Q. 離乳食のさんまはいつから始めるのがいいですか?

一般的には離乳食後期(9〜11か月)以降に、少量から始めます。白身魚→赤身魚に慣れてから、骨と皮を徹底的に外し、そぼろ状で与えます。

Q. 離乳食のさんまは塩焼きから取り分けても大丈夫ですか?

塩分が強くなりやすいので基本は避けます。取り分ける場合でも無塩で別に焼くか、煮る調理で脂と塩分を落とし、骨と皮を完全に除いてから少量を与えます。

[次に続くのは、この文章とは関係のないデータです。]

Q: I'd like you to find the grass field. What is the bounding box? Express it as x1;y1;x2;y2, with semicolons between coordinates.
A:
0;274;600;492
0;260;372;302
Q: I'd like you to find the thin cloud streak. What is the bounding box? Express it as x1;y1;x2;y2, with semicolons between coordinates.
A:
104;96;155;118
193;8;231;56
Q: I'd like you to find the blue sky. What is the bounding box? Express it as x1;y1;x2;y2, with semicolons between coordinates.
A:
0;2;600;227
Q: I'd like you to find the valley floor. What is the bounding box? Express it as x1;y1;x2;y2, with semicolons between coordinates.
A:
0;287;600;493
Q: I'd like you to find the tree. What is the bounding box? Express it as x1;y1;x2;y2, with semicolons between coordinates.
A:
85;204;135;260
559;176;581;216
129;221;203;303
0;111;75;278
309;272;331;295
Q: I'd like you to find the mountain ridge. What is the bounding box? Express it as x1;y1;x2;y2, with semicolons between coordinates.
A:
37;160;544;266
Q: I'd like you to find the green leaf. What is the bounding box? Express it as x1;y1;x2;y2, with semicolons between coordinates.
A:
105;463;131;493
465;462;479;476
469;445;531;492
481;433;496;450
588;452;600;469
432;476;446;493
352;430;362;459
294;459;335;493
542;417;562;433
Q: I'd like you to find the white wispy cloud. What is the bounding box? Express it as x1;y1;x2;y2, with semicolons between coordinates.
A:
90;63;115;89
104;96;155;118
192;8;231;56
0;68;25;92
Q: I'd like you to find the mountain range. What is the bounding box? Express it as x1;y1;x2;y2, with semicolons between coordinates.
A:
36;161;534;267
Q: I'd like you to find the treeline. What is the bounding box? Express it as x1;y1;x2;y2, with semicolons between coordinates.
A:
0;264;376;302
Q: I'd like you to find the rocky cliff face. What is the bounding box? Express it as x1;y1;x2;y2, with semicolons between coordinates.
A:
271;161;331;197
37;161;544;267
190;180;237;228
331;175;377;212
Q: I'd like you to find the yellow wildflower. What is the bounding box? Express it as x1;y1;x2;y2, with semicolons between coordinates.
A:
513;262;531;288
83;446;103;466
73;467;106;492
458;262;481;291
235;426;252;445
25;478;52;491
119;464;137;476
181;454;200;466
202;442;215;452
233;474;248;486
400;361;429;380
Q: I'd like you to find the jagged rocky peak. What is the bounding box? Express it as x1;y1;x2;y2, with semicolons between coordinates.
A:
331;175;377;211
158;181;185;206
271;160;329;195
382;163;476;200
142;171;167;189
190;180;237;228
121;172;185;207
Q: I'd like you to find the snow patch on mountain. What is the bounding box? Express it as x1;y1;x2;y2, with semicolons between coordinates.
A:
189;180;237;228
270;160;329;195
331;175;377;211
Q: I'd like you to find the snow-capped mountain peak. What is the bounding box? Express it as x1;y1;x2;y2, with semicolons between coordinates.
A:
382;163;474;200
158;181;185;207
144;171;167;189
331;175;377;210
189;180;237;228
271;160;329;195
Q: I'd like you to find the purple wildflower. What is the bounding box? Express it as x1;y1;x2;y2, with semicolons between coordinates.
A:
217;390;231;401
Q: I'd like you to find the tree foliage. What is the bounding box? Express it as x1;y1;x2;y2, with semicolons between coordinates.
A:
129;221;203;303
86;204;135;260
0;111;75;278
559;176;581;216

Q. 離乳食のさんまで窒息が心配です。形状はどうすればいいですか?

加熱後に中骨・腹骨・小骨・皮をすべて取り除き、後期は2〜3mmのそぼろ状、完了期でも5〜7mmほどの細かいほぐし身にして、とろみや汁気でまとめると飲み込みやすくなります。

本記事は一般的な情報の提供を目的としたもので、医学的な助言ではありません。 お子さまの体調・発達・食物アレルギーについて気になることがある場合は、 主治医・かかりつけの小児科・乳幼児健診でご相談ください。